Hello
@Fernando Valadares,
Welcome to PF!
Fernando Valadares said:
Homework Statement
The electric flux density in free space produced by an oscillating electric charge placed at the origin is given by
\vec{D}=\hat{r}\frac{10^{-9}}{4\pi r^2}cos(wt-\beta r), \ \ where \ \beta=w \sqrt{\mu_0 \epsilon_0}
Find the time-average charge that produces this electric flux density
Homework Equations
div\vec{D}=\rho \ (1) \\ \int_S \vec{D}.\vec{ds}=Q_{int} \ (2)
The Attempt at a Solution
This is the exercise 1.9 from Balanis' Advanced Engineering Electromagnetics. As the charge is oscillating, we can see a propagation delay in the cosine argument. Applying the divergent in D in spherical coordinates, we get the value
div\vec{D}=\frac{1}{r^2}\frac{\partial}{\partial r}(r^2 cos(wt-\beta r)\frac{10^{-9}}{4\pi r^2}) = \beta sin(wt-\beta r)\frac{10^{-9}}{4\pi r^2}
I think you missed a minus sign in there. 
Other than that, it looks good to me so far.
[Edit: Ooops. That minus sign was my mistake, not yours.

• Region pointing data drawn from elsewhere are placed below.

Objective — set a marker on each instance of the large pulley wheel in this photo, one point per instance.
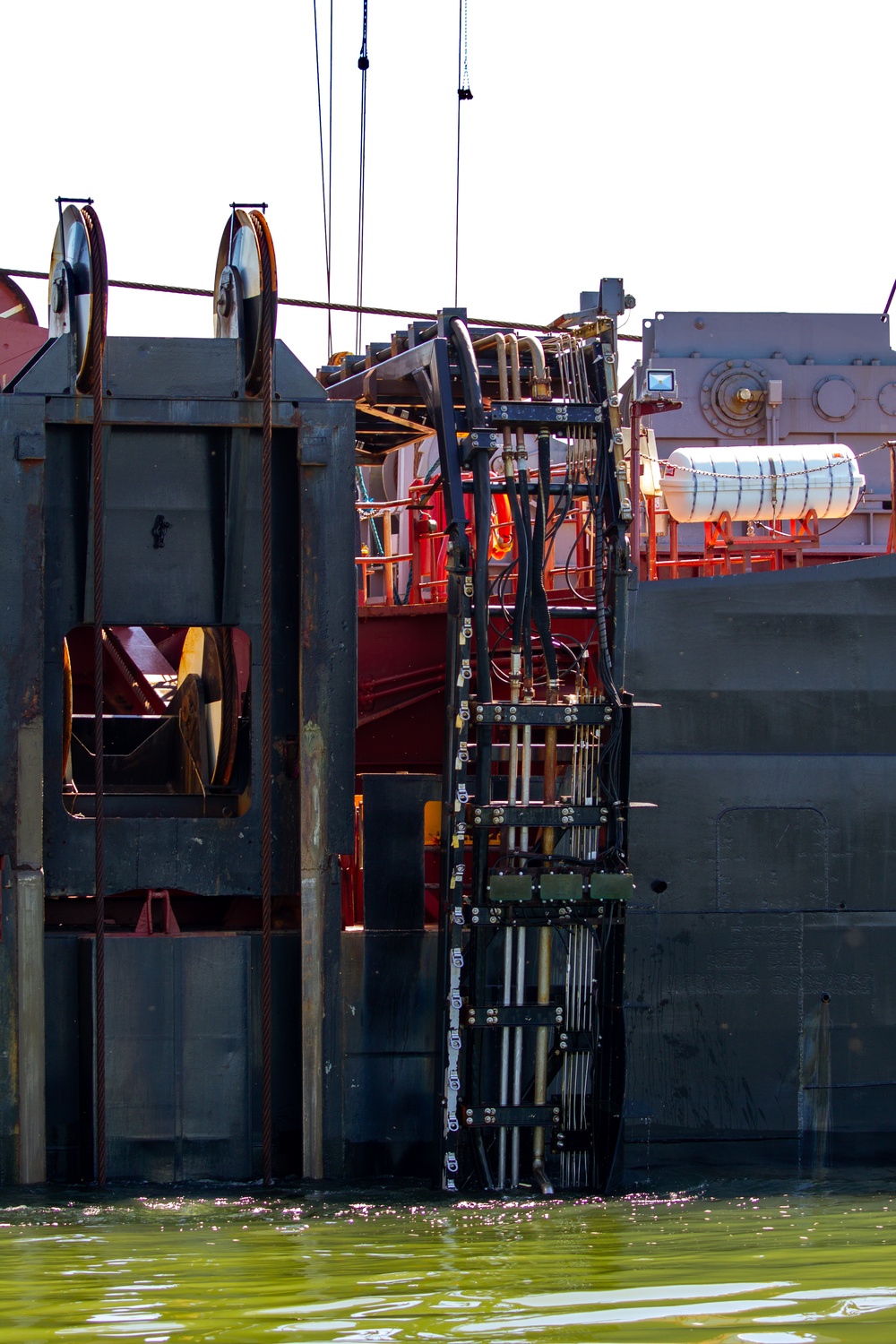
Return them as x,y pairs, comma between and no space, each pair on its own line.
246,290
209,653
80,287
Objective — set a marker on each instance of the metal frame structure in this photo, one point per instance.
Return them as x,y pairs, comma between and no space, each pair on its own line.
533,835
161,468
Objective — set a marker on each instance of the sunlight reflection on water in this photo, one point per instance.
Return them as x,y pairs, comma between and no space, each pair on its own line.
796,1263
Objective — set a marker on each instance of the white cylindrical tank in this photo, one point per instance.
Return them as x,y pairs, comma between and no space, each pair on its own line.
761,483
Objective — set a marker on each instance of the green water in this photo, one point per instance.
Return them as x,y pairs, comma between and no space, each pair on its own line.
747,1265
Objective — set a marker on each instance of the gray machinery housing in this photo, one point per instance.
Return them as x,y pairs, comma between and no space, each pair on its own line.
183,1043
762,940
815,378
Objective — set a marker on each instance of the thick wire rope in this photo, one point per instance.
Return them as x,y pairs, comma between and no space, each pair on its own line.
99,346
463,94
367,309
363,65
327,198
268,397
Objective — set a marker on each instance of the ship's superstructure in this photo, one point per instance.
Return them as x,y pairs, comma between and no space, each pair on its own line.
533,782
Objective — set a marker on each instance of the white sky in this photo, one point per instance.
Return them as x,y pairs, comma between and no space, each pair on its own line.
713,155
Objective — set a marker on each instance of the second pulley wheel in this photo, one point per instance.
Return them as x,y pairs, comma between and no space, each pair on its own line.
246,289
80,287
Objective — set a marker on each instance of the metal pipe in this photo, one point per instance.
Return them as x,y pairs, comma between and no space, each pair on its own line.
505,1051
517,1054
538,1174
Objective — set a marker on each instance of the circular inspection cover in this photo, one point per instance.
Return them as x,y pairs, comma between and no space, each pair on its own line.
732,398
834,398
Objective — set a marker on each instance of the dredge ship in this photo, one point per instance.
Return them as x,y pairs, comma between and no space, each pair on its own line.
455,765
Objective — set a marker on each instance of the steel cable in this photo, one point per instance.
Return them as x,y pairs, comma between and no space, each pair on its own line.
367,309
268,397
97,338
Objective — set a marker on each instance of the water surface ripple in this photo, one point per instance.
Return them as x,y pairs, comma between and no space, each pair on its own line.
799,1263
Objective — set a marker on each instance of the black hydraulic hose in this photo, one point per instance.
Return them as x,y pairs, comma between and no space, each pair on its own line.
521,562
469,374
538,596
525,588
482,504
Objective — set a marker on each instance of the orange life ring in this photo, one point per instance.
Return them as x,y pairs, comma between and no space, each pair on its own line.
501,535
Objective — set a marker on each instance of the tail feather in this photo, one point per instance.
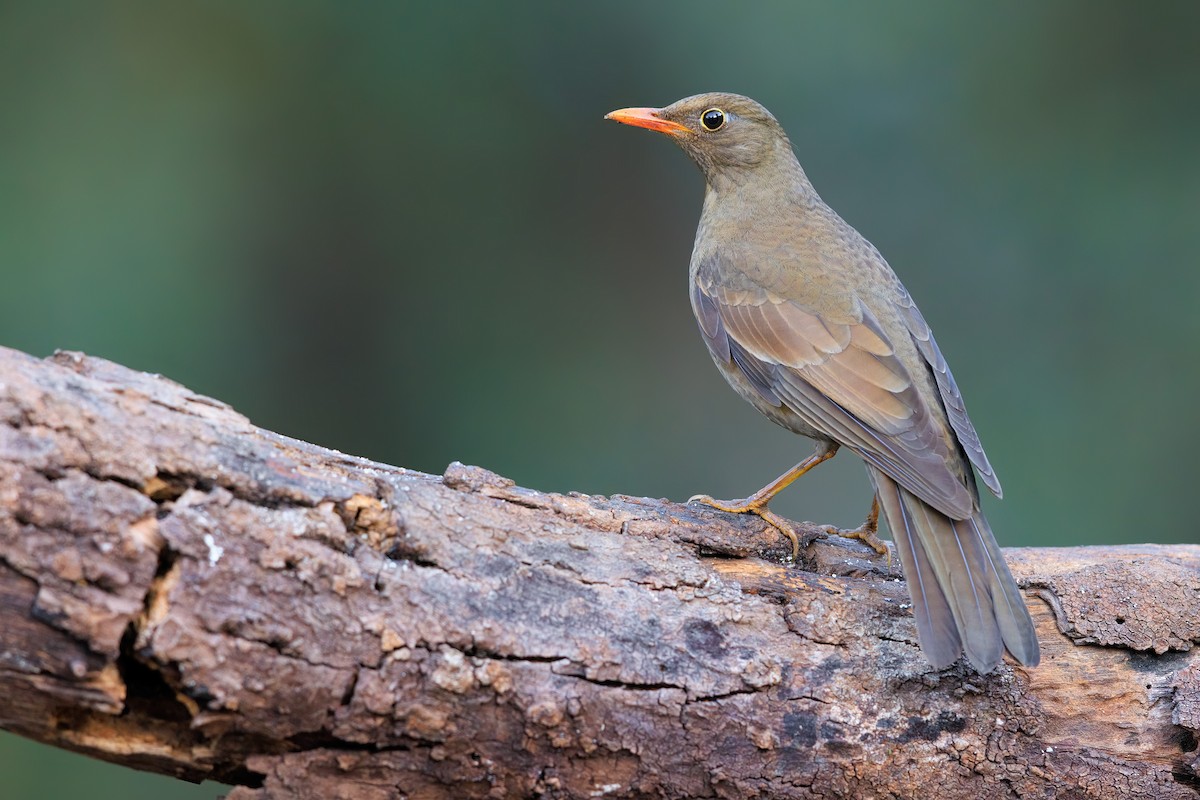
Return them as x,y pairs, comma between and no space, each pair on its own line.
964,596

Sorry about that. Your answer looks good as it is.

]
And that is the value of the charge density. As expected, it goes to infinity when r→0, but it isn't zero when r≠0. In the other hand, equation (2) gives the value of internal charge Qint=10-9cos(wt-βr), as expected from a oscillating punctual charge.
That also looks good to me.
Why equation (1) gives a wrong value?
Besides the absence of the minus sign in your first answer, they both look correct to me.
Perhaps you are confusing
charge density with the
charge itself.
In order to determine the charge from the charge density, you must integrate the charge density over the volume. You cannot simply multiply times the volume of the Guassian surface in this case because the charge density is not uniform (it is dependent upon
r).
You really need to do the integration when doing this approach.
Q_{int} = \iiint_V \rho \ dV
where dV is the volume element and, depending on the variables you use for your spherical coordinate system, will be of the form:
dV = r^2 \sin \theta \ dr \ d \theta \ d \phi
(I don't have Balanis'
Advanced Engineering Electromagnetics, so I don't know what conventions the book uses. I'm just saying the volume element will look something like above, although it might use different variables or have variables swapped around. You should use what your book uses.)
So first, fix that negative sign in charge density, \rho.
Second, [well, first actually] evaluate that volume integral of the charge density and it should match your second answer. Good luck!